Distances and Dissimilarity Measures

Clustering aims to group observations similar observations in the same group, while dissimilar observations fall in different groups. To achieve this mathematically, we need to define a way to measure dissimilarity between observations. If we have $N$ observations with $p$ variables, then \begin{align} D(x_{a}, x_{b}) = \sum_{j=1}^{p}d_{j}(x_{aj}, x_{bj}) \end{align}

where $D$ is a symmetric similarity matrix of size $N \times N$. To get this for any pairs of values, we sum up the similarity measure along all the variables. Most algorithms need this matrix to be symmetric and if that is not the case, replace $D$ with $(D + D^{T})/2$ will help.

The most common choice for $d_{j}$ is squared distance, but it can also be replaced with the absolute difference. The desirable properties of any such measure is that the values should be positive and monotonically increasing.

Quantitative Variables

are the simplest to deal with. We can define a real valued monotonically increasing function in several possible ways \begin{align} d_{j}(x_{aj}, x_{bj}) &= \lvert x_{aj} - x_{bj} \rvert\newline d_{j}(x_{aj}, x_{bj}) &= (x_{aj} - x_{bj})^{2}\newline D(x_{a}, x_{b}) &= \frac{\sum_{j=1}^{p} (x_{aj} - \overline{x}_{a})(x_{bj} - \overline{x}_{b})}{\sqrt{\sum_{j=1}^{p} (x_{aj} - \overline{x}_{a})^{2}} \sqrt{\sum_{j=1}^{p} (x_{bj} - \overline{x}_{b})^{2}}}, \quad \overline{x}_{a} = \frac{1}{p}\sum_{j=1}^{p} x_{aj} \end{align}

If we have standardized the observations, the last equation will simply be similar to squared distance, $\sum_{j=1}^{p} (x_{aj}-x_{bj})^{2} \propto 2(1 - \rho(x_{a}, x_{b}))$. Hence clustering based on correlation will be similar to the one based on squared distances.

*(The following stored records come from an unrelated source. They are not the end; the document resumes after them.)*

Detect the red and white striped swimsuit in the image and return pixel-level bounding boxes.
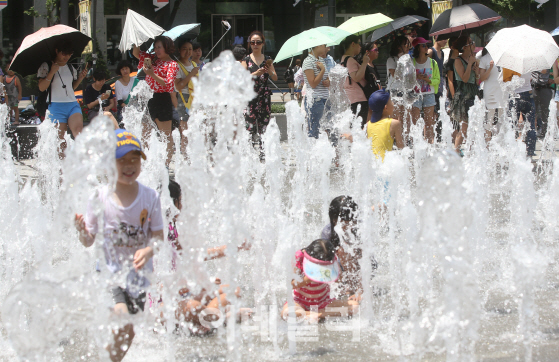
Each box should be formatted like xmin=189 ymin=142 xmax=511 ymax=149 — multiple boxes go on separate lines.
xmin=291 ymin=250 xmax=335 ymax=311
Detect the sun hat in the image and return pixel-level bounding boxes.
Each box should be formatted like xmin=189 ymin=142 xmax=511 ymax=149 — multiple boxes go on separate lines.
xmin=302 ymin=250 xmax=341 ymax=284
xmin=115 ymin=129 xmax=146 ymax=160
xmin=368 ymin=89 xmax=391 ymax=123
xmin=411 ymin=37 xmax=431 ymax=47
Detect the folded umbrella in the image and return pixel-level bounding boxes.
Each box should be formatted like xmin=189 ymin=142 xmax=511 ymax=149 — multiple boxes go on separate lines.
xmin=119 ymin=9 xmax=165 ymax=53
xmin=486 ymin=25 xmax=559 ymax=74
xmin=429 ymin=3 xmax=500 ymax=37
xmin=274 ymin=26 xmax=352 ymax=64
xmin=9 ymin=24 xmax=91 ymax=77
xmin=367 ymin=15 xmax=429 ymax=45
xmin=337 ymin=13 xmax=393 ymax=36
xmin=148 ymin=23 xmax=201 ymax=52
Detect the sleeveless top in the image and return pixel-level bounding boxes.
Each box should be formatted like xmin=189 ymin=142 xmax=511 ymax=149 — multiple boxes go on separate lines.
xmin=292 ymin=250 xmax=335 ymax=311
xmin=454 ymin=57 xmax=476 ymax=85
xmin=366 ymin=118 xmax=394 ymax=160
xmin=4 ymin=76 xmax=18 ymax=99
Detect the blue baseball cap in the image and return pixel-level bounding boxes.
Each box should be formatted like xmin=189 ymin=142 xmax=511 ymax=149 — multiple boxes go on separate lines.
xmin=368 ymin=89 xmax=391 ymax=123
xmin=115 ymin=129 xmax=146 ymax=160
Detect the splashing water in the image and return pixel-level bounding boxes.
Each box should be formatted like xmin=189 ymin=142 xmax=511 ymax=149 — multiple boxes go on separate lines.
xmin=1 ymin=51 xmax=559 ymax=362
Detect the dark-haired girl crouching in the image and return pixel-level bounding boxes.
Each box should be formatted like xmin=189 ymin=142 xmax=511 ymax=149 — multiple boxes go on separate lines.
xmin=281 ymin=238 xmax=359 ymax=322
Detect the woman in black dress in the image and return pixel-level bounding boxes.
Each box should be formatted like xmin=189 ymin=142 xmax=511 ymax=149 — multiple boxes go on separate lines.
xmin=241 ymin=31 xmax=278 ymax=148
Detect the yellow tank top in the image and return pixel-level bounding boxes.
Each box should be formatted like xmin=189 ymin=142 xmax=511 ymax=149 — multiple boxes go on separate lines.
xmin=366 ymin=118 xmax=394 ymax=160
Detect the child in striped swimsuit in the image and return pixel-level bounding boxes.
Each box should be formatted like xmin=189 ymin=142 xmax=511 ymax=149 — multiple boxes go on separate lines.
xmin=282 ymin=239 xmax=360 ymax=321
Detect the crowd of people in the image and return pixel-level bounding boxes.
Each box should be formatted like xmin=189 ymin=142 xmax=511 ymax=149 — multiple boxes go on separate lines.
xmin=9 ymin=20 xmax=558 ymax=361
xmin=286 ymin=31 xmax=558 ymax=158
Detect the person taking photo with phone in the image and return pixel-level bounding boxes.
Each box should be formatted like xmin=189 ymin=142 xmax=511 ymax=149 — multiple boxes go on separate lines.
xmin=83 ymin=70 xmax=119 ymax=129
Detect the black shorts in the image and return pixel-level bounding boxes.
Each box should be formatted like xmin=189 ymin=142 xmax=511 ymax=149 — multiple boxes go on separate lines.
xmin=112 ymin=287 xmax=146 ymax=315
xmin=148 ymin=92 xmax=173 ymax=122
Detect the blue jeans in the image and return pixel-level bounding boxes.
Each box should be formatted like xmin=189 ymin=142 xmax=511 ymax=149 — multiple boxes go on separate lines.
xmin=305 ymin=97 xmax=326 ymax=138
xmin=510 ymin=91 xmax=536 ymax=155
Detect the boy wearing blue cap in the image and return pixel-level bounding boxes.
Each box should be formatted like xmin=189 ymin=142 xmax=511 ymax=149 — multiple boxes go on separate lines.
xmin=75 ymin=129 xmax=164 ymax=362
xmin=366 ymin=90 xmax=404 ymax=160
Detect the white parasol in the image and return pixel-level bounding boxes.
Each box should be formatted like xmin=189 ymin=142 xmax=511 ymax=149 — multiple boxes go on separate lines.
xmin=118 ymin=9 xmax=165 ymax=53
xmin=486 ymin=24 xmax=559 ymax=74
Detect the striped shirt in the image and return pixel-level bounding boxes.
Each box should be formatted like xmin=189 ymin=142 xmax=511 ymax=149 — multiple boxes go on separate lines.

Correlation based measure can be useful in retail behaviour when we want to check profiles based on the whether similar products are purchased rather than how many of them are purchased.

Ordinal Variables

already have a pre defined ranking order. If we number such variable with $M$ levels from $1$ to $M$, the levels are replaced with \begin{align} \frac{i - 1/2}{M}, \quad i = 1, 2, \ldots, M \end{align} and treat them simply as a numeric variable.

Categorical Variables

are handled in a slightly different manner. If the variable has $M$ levels, we create an $M \times M$ matrix $L$ such that $L{ij}$ is the required measure of dissimilarity between $i^{th}$ and $j^{th}$ variables. A common choice is to have all entries of $L$ equal 1 except the diagonals which are filled with 0. This gives equal weightage to all pairings.

For combining the different distance measures of the variables, we can use $D(x_{a}, x_{b}) = \sum_{j=1}^{p} w_{j} d_{j}(x_{aj}, x_{bj})$ with $\sum_{j=1}^{p} w_{j} = 1$ to get a weighted convex combination of the measures. Note that if the different variables are on different scales (different variances), the individual contributions will not be $w_{j}$ but rather $w_{j} Var(X_{j})$. Thus, setting $w_{j} \propto 1/Var(X_{j})$ will enable each variable getting the same weight.

In case of missing values, it is often the case that those observations are simply ignored. For categorical variables, we usually treat them as a separate category. The imputation strategy for numerical variables will vary among problems and depend on the context.